- Standard Number:
OSHA requirements are set by statute, standards and regulations. Our interpretation letters explain these requirements and how they apply to particular circumstances, but they cannot create additional employer obligations. This letter constitutes OSHA's interpretation of the requirements discussed. Note that our enforcement guidance may be affected by changes to OSHA rules. Also, from time to time we update our guidance in response to new information. To keep apprised of such developments, you can consult OSHA's website at https://www.osha.gov.
November 22, 1993
Mr. Mark Hageness
Claims/Loss Prevention Manager
4555 Glacier Lane
North Plymouth, Minnesota 55446
Dear Mr. Hageness:
Thank you for your inquiry of October 13, requesting an interpretation of OSHA's requirements for plumbed emergency eyewash requirements as they apply to faucet-mount emergency.
The OSHA standard 29 CFR 1910.151(c) requires eyewash and shower equipment for emergency use where the eyes or body of and employee may be exposed to injurious materials. For details on emergency eyewash and shower equipment, we reference consensus standard ANSI Z358.1-1990.

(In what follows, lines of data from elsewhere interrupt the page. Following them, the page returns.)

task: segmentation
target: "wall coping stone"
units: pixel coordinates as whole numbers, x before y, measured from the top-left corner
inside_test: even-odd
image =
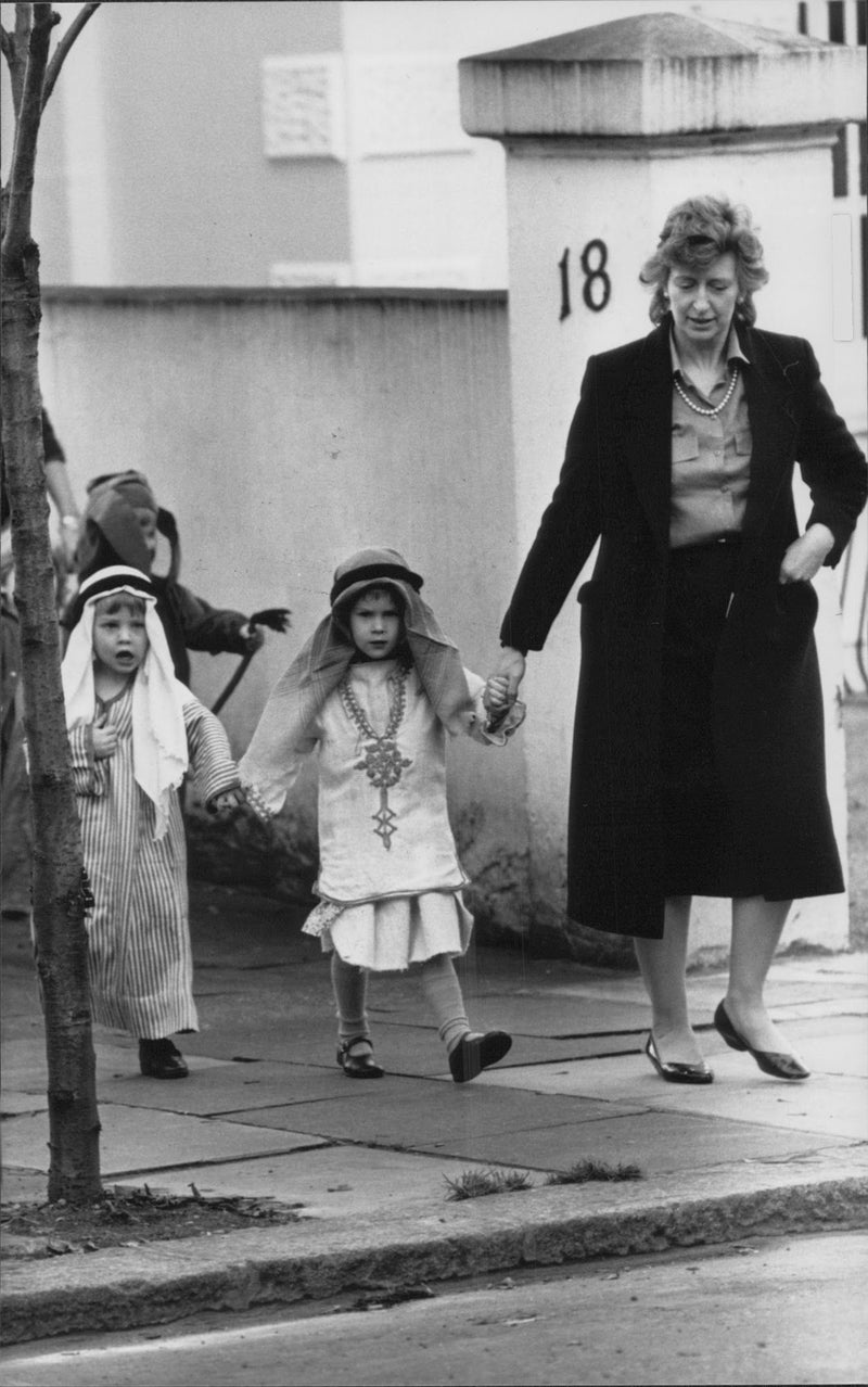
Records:
[[[491,139],[661,136],[864,119],[865,50],[729,19],[636,15],[462,58]]]
[[[505,304],[505,288],[365,288],[311,284],[43,284],[43,304],[286,304],[286,302],[422,302]]]

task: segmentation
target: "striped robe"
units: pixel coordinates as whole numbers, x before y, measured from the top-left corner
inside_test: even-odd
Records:
[[[133,685],[108,703],[114,756],[94,760],[89,727],[69,732],[85,867],[96,906],[89,921],[94,1021],[157,1040],[197,1031],[187,904],[187,849],[176,792],[169,827],[154,842],[154,806],[133,778]],[[190,768],[204,803],[238,784],[226,734],[190,694],[184,703]]]

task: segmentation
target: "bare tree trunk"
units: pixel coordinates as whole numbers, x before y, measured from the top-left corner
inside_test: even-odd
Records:
[[[87,8],[93,11],[96,6]],[[31,237],[36,140],[46,100],[51,29],[58,17],[50,4],[17,4],[15,12],[14,36],[3,33],[15,100],[15,147],[3,197],[3,452],[12,512],[15,603],[21,623],[33,803],[33,928],[49,1061],[49,1200],[80,1204],[101,1191],[100,1119],[87,985],[82,839],[60,677],[44,485],[37,369],[39,248]],[[68,47],[69,42],[62,55]],[[60,47],[51,64],[54,79],[58,54]]]

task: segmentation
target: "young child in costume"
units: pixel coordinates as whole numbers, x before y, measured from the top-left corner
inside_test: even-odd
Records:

Some of the specifications of ANSI Z358.1-1990 are listed as follows: Plumbed emergency eyewash units must be able to deliver not less than 1.5 liters (.4 gallons) of clean water per minute. The water must be readily available to wash both eyes simultaneously and the flushing streams must rise to approximately equal heights. The emergency eyewash units must be designed to provide flushing water velocities which are not injurious to the eyes. The eyewash area must be spacious enough to allow the eyelids to be held open, with both hands at once, while the eyes are in the water streams. The nozzles must be protected to prevent freezing of the flushing water in cold weather and contact with airborne contaminants. Nozzle covers must not require a separate motion by the operator to be removed when activating the emergency eyewash unit. The flow control valve must be designed so the water flow remains on without requiring the use of the operator's hands. The flow valve must be simple to operate and must go "on" in 1 second or less and must be resistant to corrosion from potable water. The flow valve actuator must be large enough to be easily located and easy to operate.
We are unable to send you a copy of the ANSI Z358.1-1990, standard because of copyright restrictions. The ANSI address and telephone number are as follows:
American National Standards Institution
New York, New York 10018
Telephone Number (212) 642-4900
In order to be in compliance with 1910.151(c), the faucet-mount emergency eyewash station must meet the above listed specifications. The determination will have to be made on a case by case basis, with the following as critical factors:
1. The flow valve must be simple to operate and must go "on" in 1 second or less and remain "on" during the eyewash procedure.
2. Plumbed emergency eyewash units must be able to deliver not less than 1.5 liters (.4 gallons) of clean water per minute.